Last week, I wrote a hilarious piece of festive sketch comedy for a radio program (that shall remain nameless) about how Santa is dead. I was told it couldn't be aired, not because it was too dark (it was too dark, but that was a secondary problem) but because a kid might hear it in the car and be crushed. I'm not setting out to crush children's spirits, but how on earth did I end up having the responsibility of lying to other people's children? If you want to lie to your kids, fine. Awesome. Lie away. Bring other adults in on the lie, even. But you can't assume that all adults are automatically going around lying just in case your kid is listening.

In 2011, a newscaster in Chicago was inundated with hate mail after mentioning on air that Santa isn't real.

You guys, Santa isn't real. That's a true statement. [Alex is full of shit. Santa is SO real.—Editors] And if there's one place that should be able to say true things without coming under fire, it's news programs.

Newscasters shouldn't be expected to help you manipulate your children into behaving themselves.
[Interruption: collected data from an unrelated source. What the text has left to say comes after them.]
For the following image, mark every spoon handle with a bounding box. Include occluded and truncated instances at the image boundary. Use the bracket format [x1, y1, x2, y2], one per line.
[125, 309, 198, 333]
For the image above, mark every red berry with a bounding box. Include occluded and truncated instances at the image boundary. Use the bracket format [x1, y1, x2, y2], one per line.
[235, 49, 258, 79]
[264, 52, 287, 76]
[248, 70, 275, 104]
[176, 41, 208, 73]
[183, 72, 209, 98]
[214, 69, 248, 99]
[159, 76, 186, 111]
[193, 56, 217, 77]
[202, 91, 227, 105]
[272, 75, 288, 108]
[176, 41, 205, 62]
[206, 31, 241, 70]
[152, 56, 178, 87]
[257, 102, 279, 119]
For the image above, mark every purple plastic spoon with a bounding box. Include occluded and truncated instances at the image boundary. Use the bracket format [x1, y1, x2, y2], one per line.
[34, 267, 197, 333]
That's your job and yours alone.

Even worse, pretty much every news station in the country broadcasts video from NORAD tracking Santa as he leaves the North Pole. The people in charge of protecting us from nuclear war are participating in a program to lie to your kids.

When I ask parents if they're lying to their kids about Santa this year, I frequently hear some version of this: "I don't want my kid to be the one telling other kids on the playground that there's no Santa." People are worried that their child might accidentally say something TRUE in mixed company. That's an insane way to parent.
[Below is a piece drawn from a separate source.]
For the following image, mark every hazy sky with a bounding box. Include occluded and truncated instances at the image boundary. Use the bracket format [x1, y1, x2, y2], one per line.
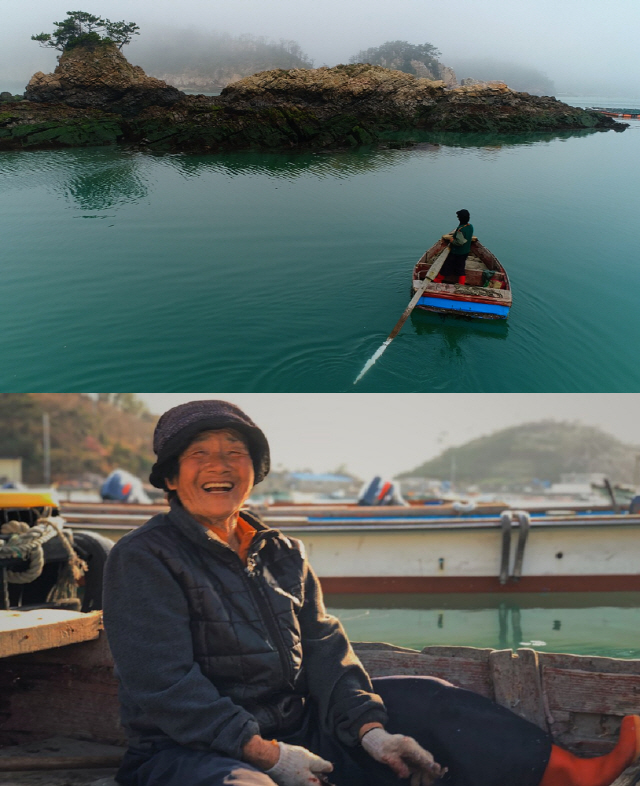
[3, 0, 639, 95]
[136, 394, 640, 479]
For the record, I love lying to kids. If you want me to help you lie to your kids about pretty much anything, I'm down. But you have to ASK FIRST. And then offer me something. "Hey, Alex. Will you dress up as Big Foot and tell my son that if he doesn't clean his room you'll rip his arms off? I'll buy you pizza." Done! That's how the system should work. But I you can't just expect me to know that you told him about Big Foot's issue with messy bedrooms.